Muğla'da 21 Temmuz'da meydana gelen, merkez üssü Gökova Körfezi olan ve Milas'ta da yoğun bir şekilde hissedilen 6,6 şiddetindeki deprem ve ardından devam eden artçı depremler sonrası Cumhuriyet Mahallesi'ndeki bazı vatandaşlar, adeta mini bir çadır kent oluşturdular. Uzun zamandır kimi vatandaşlar kurdukları çadırda geceyi geçirirken, kimisi de araçların içinde sabahlıyor.

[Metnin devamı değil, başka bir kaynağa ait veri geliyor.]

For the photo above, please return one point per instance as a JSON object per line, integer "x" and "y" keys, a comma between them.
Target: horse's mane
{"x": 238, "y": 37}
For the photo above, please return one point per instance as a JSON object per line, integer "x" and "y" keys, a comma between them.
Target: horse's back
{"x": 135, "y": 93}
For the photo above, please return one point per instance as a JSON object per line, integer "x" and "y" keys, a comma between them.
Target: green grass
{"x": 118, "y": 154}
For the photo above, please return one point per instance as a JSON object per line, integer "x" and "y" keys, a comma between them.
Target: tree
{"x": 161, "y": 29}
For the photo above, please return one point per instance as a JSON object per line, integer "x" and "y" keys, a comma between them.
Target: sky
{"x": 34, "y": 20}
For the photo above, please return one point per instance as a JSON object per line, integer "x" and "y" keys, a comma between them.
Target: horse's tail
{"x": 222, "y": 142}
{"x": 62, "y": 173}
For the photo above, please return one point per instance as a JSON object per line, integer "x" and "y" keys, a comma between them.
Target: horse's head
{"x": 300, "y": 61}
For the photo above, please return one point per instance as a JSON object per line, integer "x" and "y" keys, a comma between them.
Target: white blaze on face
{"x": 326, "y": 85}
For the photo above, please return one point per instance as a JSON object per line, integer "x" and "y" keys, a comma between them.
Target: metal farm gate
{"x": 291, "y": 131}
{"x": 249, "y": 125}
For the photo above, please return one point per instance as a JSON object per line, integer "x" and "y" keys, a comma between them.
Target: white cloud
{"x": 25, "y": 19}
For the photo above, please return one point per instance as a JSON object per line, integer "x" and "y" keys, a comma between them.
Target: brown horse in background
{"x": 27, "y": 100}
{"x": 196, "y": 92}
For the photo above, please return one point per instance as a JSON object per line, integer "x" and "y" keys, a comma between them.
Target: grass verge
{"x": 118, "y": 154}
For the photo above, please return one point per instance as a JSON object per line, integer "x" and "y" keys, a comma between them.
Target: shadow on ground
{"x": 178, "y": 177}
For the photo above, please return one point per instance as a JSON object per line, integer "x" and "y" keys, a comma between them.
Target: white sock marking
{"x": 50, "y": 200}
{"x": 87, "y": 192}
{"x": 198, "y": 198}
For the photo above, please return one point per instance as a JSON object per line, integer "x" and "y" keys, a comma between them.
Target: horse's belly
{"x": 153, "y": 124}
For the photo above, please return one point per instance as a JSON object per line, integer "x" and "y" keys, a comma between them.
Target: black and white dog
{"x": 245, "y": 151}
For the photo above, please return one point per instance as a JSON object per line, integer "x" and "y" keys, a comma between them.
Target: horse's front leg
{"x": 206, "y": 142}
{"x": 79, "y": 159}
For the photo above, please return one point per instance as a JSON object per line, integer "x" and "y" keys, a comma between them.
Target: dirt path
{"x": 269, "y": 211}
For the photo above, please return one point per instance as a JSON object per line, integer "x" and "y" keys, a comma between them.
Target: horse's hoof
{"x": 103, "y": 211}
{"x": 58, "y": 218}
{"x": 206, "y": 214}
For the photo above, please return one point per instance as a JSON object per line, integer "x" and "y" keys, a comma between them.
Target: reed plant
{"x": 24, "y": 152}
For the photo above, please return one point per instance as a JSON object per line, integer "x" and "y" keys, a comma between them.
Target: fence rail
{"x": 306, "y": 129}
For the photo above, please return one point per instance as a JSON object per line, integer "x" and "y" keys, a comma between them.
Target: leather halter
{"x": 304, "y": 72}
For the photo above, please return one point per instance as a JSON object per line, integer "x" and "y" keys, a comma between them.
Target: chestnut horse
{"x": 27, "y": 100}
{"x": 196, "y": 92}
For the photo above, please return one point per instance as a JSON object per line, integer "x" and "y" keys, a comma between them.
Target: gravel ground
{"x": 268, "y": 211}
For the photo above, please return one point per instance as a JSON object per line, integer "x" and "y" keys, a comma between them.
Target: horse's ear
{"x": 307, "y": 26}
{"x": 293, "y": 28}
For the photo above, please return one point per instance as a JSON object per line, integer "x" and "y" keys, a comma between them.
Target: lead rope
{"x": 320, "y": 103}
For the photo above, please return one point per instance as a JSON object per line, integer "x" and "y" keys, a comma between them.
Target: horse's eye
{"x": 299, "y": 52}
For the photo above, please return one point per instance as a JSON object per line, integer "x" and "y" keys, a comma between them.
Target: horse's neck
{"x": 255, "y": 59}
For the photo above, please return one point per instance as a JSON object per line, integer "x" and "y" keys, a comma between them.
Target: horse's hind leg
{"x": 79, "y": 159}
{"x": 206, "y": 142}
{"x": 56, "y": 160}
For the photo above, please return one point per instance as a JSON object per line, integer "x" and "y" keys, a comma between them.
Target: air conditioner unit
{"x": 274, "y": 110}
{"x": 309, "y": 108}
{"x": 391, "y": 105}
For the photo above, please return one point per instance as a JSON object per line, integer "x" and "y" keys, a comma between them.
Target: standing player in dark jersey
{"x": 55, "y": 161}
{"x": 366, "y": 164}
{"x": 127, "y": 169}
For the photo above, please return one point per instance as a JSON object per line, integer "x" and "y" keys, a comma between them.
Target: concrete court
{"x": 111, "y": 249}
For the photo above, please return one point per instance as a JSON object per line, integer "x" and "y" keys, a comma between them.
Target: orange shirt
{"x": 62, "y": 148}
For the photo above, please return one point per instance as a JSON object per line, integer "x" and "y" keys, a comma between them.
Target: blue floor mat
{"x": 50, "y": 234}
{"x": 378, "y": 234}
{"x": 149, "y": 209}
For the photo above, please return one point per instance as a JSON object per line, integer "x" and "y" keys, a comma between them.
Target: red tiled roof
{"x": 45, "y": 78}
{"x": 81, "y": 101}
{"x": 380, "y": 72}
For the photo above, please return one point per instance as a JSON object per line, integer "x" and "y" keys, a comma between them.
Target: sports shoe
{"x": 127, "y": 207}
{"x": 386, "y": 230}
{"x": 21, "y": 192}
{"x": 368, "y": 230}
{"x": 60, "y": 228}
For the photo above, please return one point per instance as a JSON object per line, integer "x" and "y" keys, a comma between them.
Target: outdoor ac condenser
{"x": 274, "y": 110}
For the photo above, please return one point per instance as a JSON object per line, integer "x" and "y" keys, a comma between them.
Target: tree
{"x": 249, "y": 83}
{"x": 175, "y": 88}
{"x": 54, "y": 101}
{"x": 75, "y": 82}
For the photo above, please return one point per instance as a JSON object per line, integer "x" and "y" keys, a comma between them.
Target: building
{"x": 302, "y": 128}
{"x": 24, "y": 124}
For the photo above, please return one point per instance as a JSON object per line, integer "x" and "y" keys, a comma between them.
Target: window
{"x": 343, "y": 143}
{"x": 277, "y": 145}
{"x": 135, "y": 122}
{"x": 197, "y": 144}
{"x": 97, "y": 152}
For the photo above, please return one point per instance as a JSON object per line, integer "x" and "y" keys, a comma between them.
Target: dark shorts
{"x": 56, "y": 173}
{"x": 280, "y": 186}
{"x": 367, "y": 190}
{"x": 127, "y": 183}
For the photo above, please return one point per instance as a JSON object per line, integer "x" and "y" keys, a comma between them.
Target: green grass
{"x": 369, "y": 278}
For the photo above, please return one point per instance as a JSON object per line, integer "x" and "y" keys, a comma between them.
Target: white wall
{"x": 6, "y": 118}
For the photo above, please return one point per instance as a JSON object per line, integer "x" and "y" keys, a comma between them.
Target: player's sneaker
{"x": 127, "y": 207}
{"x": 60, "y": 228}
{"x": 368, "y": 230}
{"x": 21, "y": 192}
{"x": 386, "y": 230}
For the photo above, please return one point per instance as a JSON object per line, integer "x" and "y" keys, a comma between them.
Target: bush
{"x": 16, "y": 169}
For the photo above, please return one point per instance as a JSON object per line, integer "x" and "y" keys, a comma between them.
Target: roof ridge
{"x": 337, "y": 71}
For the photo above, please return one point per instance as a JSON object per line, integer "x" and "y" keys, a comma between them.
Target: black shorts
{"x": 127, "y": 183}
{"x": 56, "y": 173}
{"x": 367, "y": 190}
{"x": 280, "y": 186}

Milas'ta meydana gelen deprem ve ardından devam eden artçı depremlerle birlikte oluşturulan çadır kent, her yönüyle bir yaşam alanına dönüştürülmüş durumda. Boş bir arazi üzerinde kurulan çadırlarda sabahlayan aile fertleri, sabah olduğunda günlük yaşamın gereklerinden biri olan çalışma hayatına normal bir şekilde devam ederken, kadınlar ise evlerine dönüp günlük işlerini yapıyor.
Aile bireylerinin, akşamüzeri işten eve döndüklerini, tüm aile fertleriyle birlikte yenilen akşam yemeğinin ardından çadırların olduğu alana geçildiğini söyleyen Mahmut İçen, "21 Temmuz'da meydana gelen depremin ardından bu çadırları kurduk ve geceyi buradaki çadırlarda geçiriyoruz. Çünkü meydana gelen depremde binamızda bazı çatlaklar oluştu. Artçı depremler de sürünce böyle bir çözüm yolu bulduk. Gündüz deprem olsa bile en azından hayatta kalma şansımız var. Gece uykuda yakalandığımızda bu şansımızın daha az olduğunu düşünüyoruz. Takip ettiğimiz kadarıyla da artçı depremler daha uzun bir süre devam edecek deniliyor. Açıkçası biz de ne yapacağımızı şaşırdık" dedi.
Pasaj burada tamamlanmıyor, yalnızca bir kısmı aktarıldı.